El nivel de recursos existente para financiar el Estado del bienestar en cada autonomía en España depende, sin embargo, no sólo de la cantidad de recursos públicos que reciba en su totalidad, sino también de las prioridades dentro de cada comunidad, realidad sistemáticamente ignorada en Catalunya por el discurso nacionalista conservador, que oculta que una de las razones del escaso desarrollo de la escuela pública catalana (por citar sólo un componente del Estado del bienestar) es la prioridad que el Gobierno nacionalista conservador dio a la escuela privada (haciendo trampas, como reconoció el entonces presidente Pujol), a costa de la escuela pública. El hecho de que Extremadura tenga más ordenadores por alumno que Catalunya, por ejemplo, no se debe exclusivamente a que Extremadura reciba del Estado central más euros por habitante que Catalunya, sino a que Extremadura ha tenido un Gobierno con mayor sensibilidad social que Catalunya (además de no destinar dinero a policía autonómica y a dos canales de televisión).

No todo lo que ocurre en Catalunya puede explicarse por el déficit fiscal, que es importante y debe corregirse, pero al que no se pueden atribuir todas las grandes insuficiencias del Estado del bienestar catalán. En realidad, una de las causas mayores de estas insuficiencias es el bajo porcentaje (tanto en Catalunya como en España) que los impuestos representan sobre el PIB, uno de los más bajos en la UE-15, y que deberá aumentarse para poder converger con el gasto público social por habitante del promedio de la UE-15.
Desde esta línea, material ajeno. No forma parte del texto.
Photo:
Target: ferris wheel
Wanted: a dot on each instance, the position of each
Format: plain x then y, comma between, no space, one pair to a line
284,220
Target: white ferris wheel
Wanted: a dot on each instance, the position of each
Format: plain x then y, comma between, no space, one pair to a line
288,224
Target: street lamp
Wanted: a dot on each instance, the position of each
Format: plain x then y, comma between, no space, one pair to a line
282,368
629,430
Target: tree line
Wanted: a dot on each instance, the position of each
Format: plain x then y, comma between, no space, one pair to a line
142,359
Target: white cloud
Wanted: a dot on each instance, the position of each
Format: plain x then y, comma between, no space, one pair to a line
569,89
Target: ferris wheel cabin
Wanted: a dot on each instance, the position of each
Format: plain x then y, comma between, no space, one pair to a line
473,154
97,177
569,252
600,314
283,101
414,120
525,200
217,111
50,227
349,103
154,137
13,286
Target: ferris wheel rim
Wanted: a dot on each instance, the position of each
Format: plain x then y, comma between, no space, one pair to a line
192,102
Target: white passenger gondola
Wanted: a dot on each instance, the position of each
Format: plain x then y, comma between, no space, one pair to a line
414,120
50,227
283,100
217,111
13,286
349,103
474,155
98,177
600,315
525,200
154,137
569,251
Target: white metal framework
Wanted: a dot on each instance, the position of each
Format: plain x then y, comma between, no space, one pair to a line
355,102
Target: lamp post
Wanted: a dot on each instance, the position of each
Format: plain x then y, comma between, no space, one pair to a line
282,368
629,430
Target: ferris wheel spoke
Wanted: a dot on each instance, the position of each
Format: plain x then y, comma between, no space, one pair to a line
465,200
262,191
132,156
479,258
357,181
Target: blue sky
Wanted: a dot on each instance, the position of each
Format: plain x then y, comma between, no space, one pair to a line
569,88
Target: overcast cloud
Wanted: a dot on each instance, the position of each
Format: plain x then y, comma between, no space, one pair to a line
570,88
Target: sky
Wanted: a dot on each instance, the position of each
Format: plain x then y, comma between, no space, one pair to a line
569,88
Hay otra dimensión que raramente se explicita y es la necesidad de que el Estado central español acepte la plurinacionalidad de España, viéndose a sí mismo como el sucesor del Estado democrático que existió durante la República, la cual aceptó la especificidad de Catalunya y del País Vasco. No fue así en la Constitución de 1978, ni en el establecimiento del Estado de las autonomías, el cual se creó precisamente para negar tal especificidad. El café para todos era una manera de negar tal especificidad, y aun cuando tal Estado de las autonomías significó una beneficiosa descentralización política del Estado español, no resolvió la articulación de Catalunya con el resto de España, respetando su especificidad. Esta voluntad centralizadora del Estado posfranquista se mostró, una vez más, inmediatamente después del intento del golpe militar de 1981, cuando el Rey (sensible a las fuerzas conservadoras españolas) convocó en su despacho a todas las fuerzas políticas con representación parlamentaria, excepto a los nacionalistas catalanes y vascos, acto que refleja escasa sensibilidad democrática, además de una visión centralista de Estado español. Fue también en aquel momento cuando se anuló el privilegio del Partido Socialista de Catalunya de tener grupo parlamentario propio.
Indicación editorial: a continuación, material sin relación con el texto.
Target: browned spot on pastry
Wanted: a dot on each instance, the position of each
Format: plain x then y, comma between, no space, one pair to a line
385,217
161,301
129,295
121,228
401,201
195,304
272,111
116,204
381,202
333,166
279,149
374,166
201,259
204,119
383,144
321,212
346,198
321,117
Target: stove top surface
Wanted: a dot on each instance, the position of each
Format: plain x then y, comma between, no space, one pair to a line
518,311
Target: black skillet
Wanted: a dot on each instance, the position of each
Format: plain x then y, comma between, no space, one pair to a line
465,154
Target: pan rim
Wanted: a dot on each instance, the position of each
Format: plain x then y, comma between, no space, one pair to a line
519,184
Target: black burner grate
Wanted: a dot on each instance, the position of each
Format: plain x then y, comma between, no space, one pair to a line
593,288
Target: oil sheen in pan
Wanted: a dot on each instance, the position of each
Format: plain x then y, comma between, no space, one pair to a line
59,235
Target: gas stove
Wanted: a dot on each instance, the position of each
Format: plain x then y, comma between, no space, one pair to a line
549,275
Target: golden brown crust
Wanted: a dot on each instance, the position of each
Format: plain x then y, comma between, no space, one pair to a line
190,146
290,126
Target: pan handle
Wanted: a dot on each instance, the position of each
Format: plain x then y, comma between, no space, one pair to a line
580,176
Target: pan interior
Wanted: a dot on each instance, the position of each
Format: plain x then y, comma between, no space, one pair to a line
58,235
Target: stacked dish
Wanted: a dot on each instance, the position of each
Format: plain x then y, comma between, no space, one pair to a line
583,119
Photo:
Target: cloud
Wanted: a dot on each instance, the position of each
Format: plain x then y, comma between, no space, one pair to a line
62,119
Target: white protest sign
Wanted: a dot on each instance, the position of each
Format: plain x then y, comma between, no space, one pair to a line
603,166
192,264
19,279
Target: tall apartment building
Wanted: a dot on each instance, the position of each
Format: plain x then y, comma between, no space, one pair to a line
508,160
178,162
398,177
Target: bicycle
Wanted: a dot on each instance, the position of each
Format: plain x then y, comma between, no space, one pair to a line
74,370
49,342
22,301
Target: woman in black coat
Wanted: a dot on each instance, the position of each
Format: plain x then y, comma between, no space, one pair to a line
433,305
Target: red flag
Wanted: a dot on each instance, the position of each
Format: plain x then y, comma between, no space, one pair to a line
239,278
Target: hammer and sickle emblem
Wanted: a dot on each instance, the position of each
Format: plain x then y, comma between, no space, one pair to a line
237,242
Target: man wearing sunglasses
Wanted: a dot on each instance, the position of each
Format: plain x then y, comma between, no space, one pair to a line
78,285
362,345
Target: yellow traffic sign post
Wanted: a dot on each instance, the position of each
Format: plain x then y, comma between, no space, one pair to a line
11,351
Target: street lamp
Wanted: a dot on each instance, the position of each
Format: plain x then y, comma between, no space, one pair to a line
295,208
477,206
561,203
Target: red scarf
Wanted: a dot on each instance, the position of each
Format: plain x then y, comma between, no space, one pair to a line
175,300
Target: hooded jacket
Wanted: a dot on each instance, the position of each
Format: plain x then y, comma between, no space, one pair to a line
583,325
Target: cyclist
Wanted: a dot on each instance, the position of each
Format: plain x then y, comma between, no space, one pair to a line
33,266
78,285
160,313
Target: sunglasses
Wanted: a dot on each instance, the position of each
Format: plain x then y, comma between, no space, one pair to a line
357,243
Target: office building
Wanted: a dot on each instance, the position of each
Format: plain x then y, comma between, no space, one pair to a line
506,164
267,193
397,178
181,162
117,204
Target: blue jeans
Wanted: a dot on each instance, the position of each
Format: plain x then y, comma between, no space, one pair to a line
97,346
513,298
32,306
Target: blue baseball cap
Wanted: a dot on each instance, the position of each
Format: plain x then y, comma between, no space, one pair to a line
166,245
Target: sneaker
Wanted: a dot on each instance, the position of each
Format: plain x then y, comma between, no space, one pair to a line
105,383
Esta resistencia a admitir la especificidad catalana es, paradójicamente, la que puede llevar a la desagregación de España, pues en la medida que el establishment político catalán interprete esta especificidad como mayor autonomía y mayor capacidad de control sobre sus recursos, y estas demandas se consideren por las otras comunidades autónomas como privilegios generalizables a todas ellas, entonces se establecerá una dinámica desagregadora de la cual las derechas uniformadoras (y sus aliadas, los sectores jacobinos de las izquierdas) serán las únicas responsables. La manera de salvar a España es precisamente reconocer su plurinacionalidad, que es a lo que ellas se oponen.